说你在没有我的日子里,把生活一点一点拼成了完整的样子。说你终于能在午后的咖啡馆安静地看完一本书,说你重新开始给阳台上的绿植浇水,说你甚至会跟朋友开起那些陈年的玩笑。

听到这些的时候,我竟然有点欣慰。原来没有我,春天还是会来,你的世界并没有停摆。

可他们告诉我这些的时候,也顺带漏出了另一段话——像是风吹过深夜的窗,细碎,却锥心。

有人说,当某个女人的唇间无意滑过我的名字时,你握着杯子的手微微抖了一下,眼眶里忽然蓄了一层薄薄的水雾。就那么几秒,你又弯起嘴角,把那层雾硬生生逼了回去。

那滴泪,终究还是掉下来了。

只是没有人当众戳穿。

那一刻我才知道,你是真的在硬撑。你学会了对全世界微笑,却没有学会放过自己。

接着,更多细碎的消息被风捎来。他们说,你常常在深夜独自醒着,漆黑一片的房间里,只有手机屏幕的光映在你脸上。你反复刷着那些再也等不到新消息的对话框,偶尔打开一张旧照片,又快速划走。不敢多看,却不肯删掉。

他们说,你再也没有去过那片海

那是我们第一次见面的地方。傍晚的潮声曾把我们的笑声卷得很远,你说海水有一股咸咸的自由的味道。而现在,那整片湛蓝成了你绕道而行的禁区。朋友邀请你一起去,你总是找各种理由推脱,有一次甚至到了停车场,你说胃不舒服,硬是下了车。

你在怕什么,我都知道。

他们还说起你的梦。

说你有时会在凌晨三四点猛然惊醒,嘴里还模糊地喊着我的名字。据说有一次,你在梦里哭得撕心裂肺,把枕边人吓了一跳,而你醒来后却什么都不说,只是摸了摸冰凉的枕头,说“没事,就是做了个噩梦”。

那不是噩梦,那是我们没来得及说完的话,是你白天不敢想起、夜里又拼命翻涌的记忆。

我最爱的人,你真的还好吗?你脸上那些被所有人夸赞的平静,究竟有多少是真的,又有多少是为了让他们放心的演出?

想听你说句实话,哪怕是对着风说一句“我想你”。

别装了。

对不起。

对不起让你活成了两副面孔——人前云淡风轻,人后溃不成军。对不起让你只能跟一个影子作伴,在每一个本该属于两个人的节日里,独自把冷掉的饭菜端上桌。对不起让你那么孤独,孤独到要在梦里才能好好哭一场。

我从来没想过,我的离开会成为你身上最残忍的惩罚。他们说我去了更好的地方,可如果那个地方看不到你的笑脸,又算什么天堂。

我们之间还隔着很长很长的时间。长到我不知道还要等多少个春天,我们才能重新看见彼此的脸。但你要相信,所有真真切切爱过的灵魂,终究会在某一条河流的拐弯处重逢。

到那时,也许我已经认不出你被岁月磨出的细纹,也许你已经记不起我年轻时的嗓音。但我一定会认得你的笑——那个在初遇的海边把整个黄昏融化了三分的笑。

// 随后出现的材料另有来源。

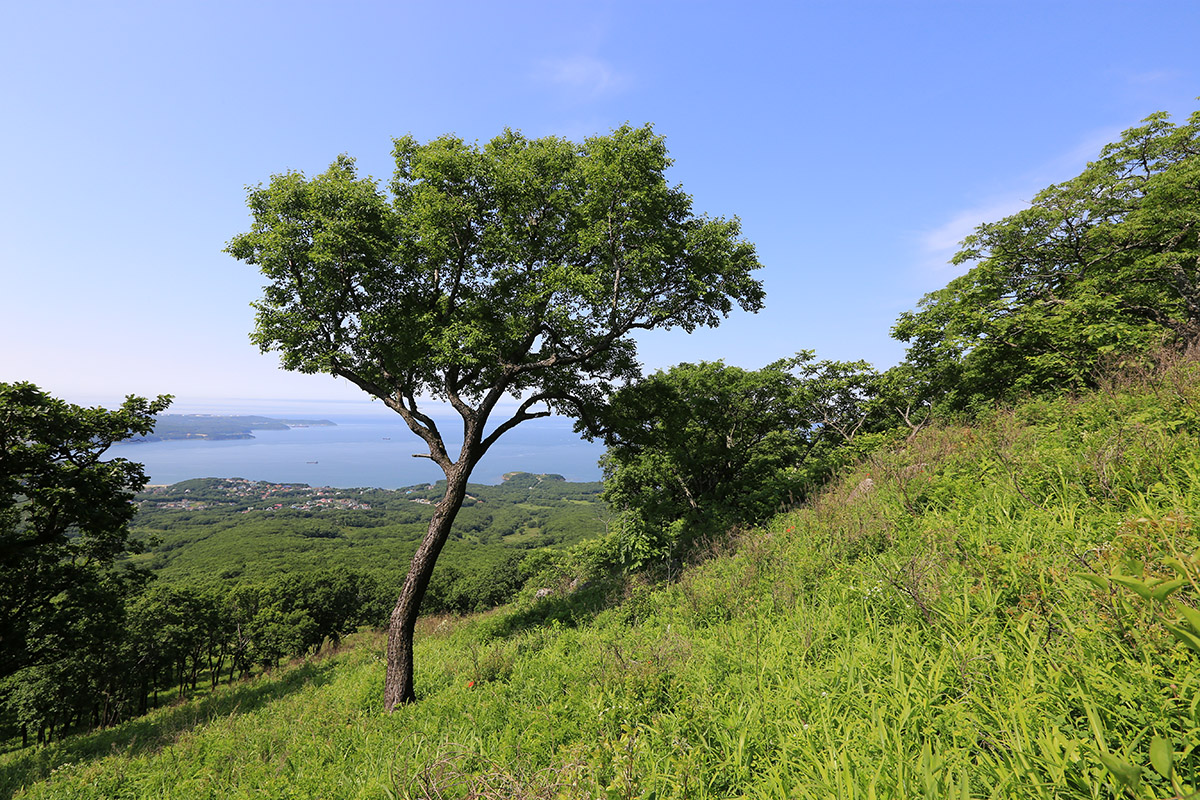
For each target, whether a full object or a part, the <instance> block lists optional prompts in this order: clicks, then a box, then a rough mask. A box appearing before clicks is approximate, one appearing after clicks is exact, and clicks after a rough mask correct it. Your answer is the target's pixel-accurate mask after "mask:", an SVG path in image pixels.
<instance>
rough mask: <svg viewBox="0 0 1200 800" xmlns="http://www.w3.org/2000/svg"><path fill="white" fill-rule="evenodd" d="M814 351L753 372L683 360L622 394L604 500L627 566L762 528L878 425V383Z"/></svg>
mask: <svg viewBox="0 0 1200 800" xmlns="http://www.w3.org/2000/svg"><path fill="white" fill-rule="evenodd" d="M812 359H814V356H812V353H811V351H803V353H800V354H798V355H797V356H794V357H792V359H786V360H782V361H776V362H774V363H770V365H768V366H766V367H763V368H762V369H757V371H748V369H742V368H739V367H731V366H727V365H725V363H722V362H720V361H715V362H707V361H702V362H700V363H680V365H677V366H674V367H671V368H670V369H667V371H666V372H658V373H655V374H654V375H652V377H649V378H647V379H644V380H642V381H640V383H637V384H634V385H630V386H628V387H625V389H622V390H620V391H618V392H617V393H616V395H614V396H613V398H612V402H611V405H610V408H608V410H607V411H606V414H605V416H604V421H602V422H604V428H605V433H604V439H605V443H606V444H607V445H608V451H607V453H606V455H605V459H604V468H605V491H604V498H605V499H606V500H607V501H608V503H610V504H611V505H612V506H613V507H614V510H617V511H618V512H620V513H622V517H620V519H619V521H618V523H617V524H618V525H619V528H618V530H619V535H620V539H622V543H623V547H624V551H625V558H626V559H629V560H631V561H634V563H635V564H636V563H643V561H646V560H648V559H652V558H658V557H660V555H662V554H665V553H668V552H672V551H673V549H674V548H676V546H677V545H682V543H686V542H688V541H689V540H694V539H695V537H697V536H702V535H719V534H721V533H724V531H725V530H726V529H727V528H730V527H732V525H739V524H754V523H758V522H762V521H763V519H766V518H768V517H769V516H770V515H772V513H774V512H776V511H778V510H779V509H780V507H781V506H782V505H787V504H790V503H794V501H797V500H799V499H800V497H802V495H803V493H804V492H805V489H806V488H808V487H809V486H811V485H812V483H815V482H816V481H818V480H821V479H822V477H824V475H826V473H827V471H828V469H829V468H830V464H832V462H830V458H832V457H833V455H834V452H835V451H838V449H839V447H841V446H844V445H845V444H847V443H848V441H851V440H852V439H854V438H856V437H858V435H859V434H860V433H864V432H866V431H870V429H874V428H875V427H876V422H877V420H878V419H880V410H881V409H878V408H876V404H875V403H874V398H875V396H876V385H877V384H878V381H880V375H878V374H877V373H876V372H875V371H874V369H871V368H870V366H869V365H866V363H865V362H860V361H857V362H836V361H821V362H816V361H814V360H812Z"/></svg>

哪怕它后来藏起了太多悲伤,我也一定能在人群中一眼把它认出来。

所以求你,别把它弄丢了。

我知道活着有时候像走在刀尖上,尤其在你以为已经扛过最痛的部分,却在某个不经意的瞬间被思念击倒。你可以哭,可以失眠,可以暂时不想坚强。但如果可以,也请你偶尔为我笑一笑,哪怕是借着一部老电影、一杯热可可,或是朋友不经意的一句话。

因为我在你看不见的地方,每一天都在为你祈祷。我请所有经过的风替我照看你,请每个落在你肩上的阳光替我抱一抱你。我会在天亮之前,悄悄把你的梦再铺得软一点,也许梦里我还能偷偷牵一下你的手。

这人间对你来说,或许还有太多如地狱般的时刻。但请你替我撑下去,哪怕有时候只是为了看一场明天的云。

我最爱的人,这封信没有邮戳,却比任何承诺都真实。

再见了,我满身伤痕的你。

你好吗?

我听说你现在很好。

可我还是想问一句——当所有人都散去,只剩你自己的时候,你还好吗?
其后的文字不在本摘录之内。